# Rank parkruns by relative difference with overall PB

In [1]:
import numpy as np
import pandas as pd
import pyarrow.parquet as pq

from ipywidgets import *
import plotly.express as px

In [2]:
# load data
df = pq.read_table('../data/cleaned.parquet').to_pandas()

# add PB and relative difference with PB
df['PB'] = df.groupby(['name','gender','agegroup']).time.transform(min).values
df['rel_diff'] = (df.time-df.PB)/df.PB

  df['PB'] = df.groupby(['name','gender','agegroup']).time.transform(min).values
  df['PB'] = df.groupby(['name','gender','agegroup']).time.transform(min).values


In [6]:
def update_df(df, state, measure, n_runs, n_attempts, min_rel_diff):
    
    # select course PBs in state
    df = df.query('state == @state')
    
    # select runners with at least n_attempts in at least n_runs in this state
    freq = df.value_counts(['name','gender','agegroup'])
    df = df.set_index(['name','gender','agegroup']).loc[freq[freq >= n_runs].index].reset_index()
    df = df.query('n >= @n_attempts').reset_index(drop = True)

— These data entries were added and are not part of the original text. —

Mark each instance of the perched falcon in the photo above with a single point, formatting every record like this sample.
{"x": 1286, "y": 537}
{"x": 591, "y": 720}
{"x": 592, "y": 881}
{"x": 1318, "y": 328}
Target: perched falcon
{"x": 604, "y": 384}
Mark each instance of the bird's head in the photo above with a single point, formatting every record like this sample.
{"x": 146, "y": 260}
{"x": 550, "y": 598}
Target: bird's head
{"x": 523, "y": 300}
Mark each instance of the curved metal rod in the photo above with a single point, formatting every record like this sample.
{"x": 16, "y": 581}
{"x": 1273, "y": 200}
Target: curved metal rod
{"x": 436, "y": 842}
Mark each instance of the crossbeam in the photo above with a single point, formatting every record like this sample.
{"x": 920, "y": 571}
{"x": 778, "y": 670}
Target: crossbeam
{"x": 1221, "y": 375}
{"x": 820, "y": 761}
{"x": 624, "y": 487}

    # select course PBs min_rel_diff within their overall PB
    df = df.query('rel_diff <= @min_rel_diff')

    tmp = df.groupby(['parkrun'], observed = False).rel_diff.agg([measure])
    tmp['n'] = df.groupby('parkrun', observed = False).n.sum()
    
    tmp = tmp.query('n >= 100')
    tmp = tmp[~tmp[measure].isna()]
    
    return tmp

def plot_hover_graph(df, w1, w2, w3, w4, w5):
    
    state, measure, n_runs, n_attemps, min_rel_diff = w1, w2, w3, w4, w5

    tmp = update_df(df, state, measure, n_runs, n_attemps, min_rel_diff)
    if state in ['NSW', 'QLD', 'VIC']: width = 600
    else: width = 500
    fig = px.bar(tmp.sort_values(measure)[::-1].reset_index(), x = measure, y="parkrun", hover_name="parkrun", width=width, height=200+15*len(tmp))
    fig.update_layout(yaxis_title='', xaxis_title='', title = f'Parkruns in {state} ranked by {measure} relative difference',  yaxis={'side': 'right'}, xaxis={'side': 'top'})
    fig.show()    

In [7]:
w1 = Dropdown(options=df.state.unique().sort_values(), value='ACT', description='', layout = dict(width = '200px'))
w2 = ToggleButtons(value = 'mean', options=['mean', 'median'], description='', layout = dict(width = '250px'))
w3 = IntSlider(value = 2, min = 2, max = 10, description='', layout = dict(width = '250px'))
w4 = IntSlider(value = 1, min = 1, max = 5, description='', layout = dict(width = '250px'))
w5 = FloatSlider(value=1, min=0.1, max=1, step=0.1, description='', layout = dict(width = '250px'))

labels = [HTML(val, layout = dict(display="flex", justify_content="flex-start")) for val in ['State', 'Aggregate relative difference as', 'Minimum number of parkruns / runner', 'Minimum number of attempts / parkrun', 'Minimum relative difference with overall PB to count as a PB attempt']]

In [8]:
controls = VBox([VBox([l, w]) for l, w in zip(labels, [w1, w2, w3, w4, w5])])
out = widgets.interactive_output(plot_hover_graph, dict(df = fixed(df), w1 = w1, w2 = w2, w3 = w3, w4 = w4, w5 = w5))

display(HBox([controls, out]))

HBox(children=(VBox(children=(VBox(children=(HTML(value='State', layout=Layout(display='flex', justify_content…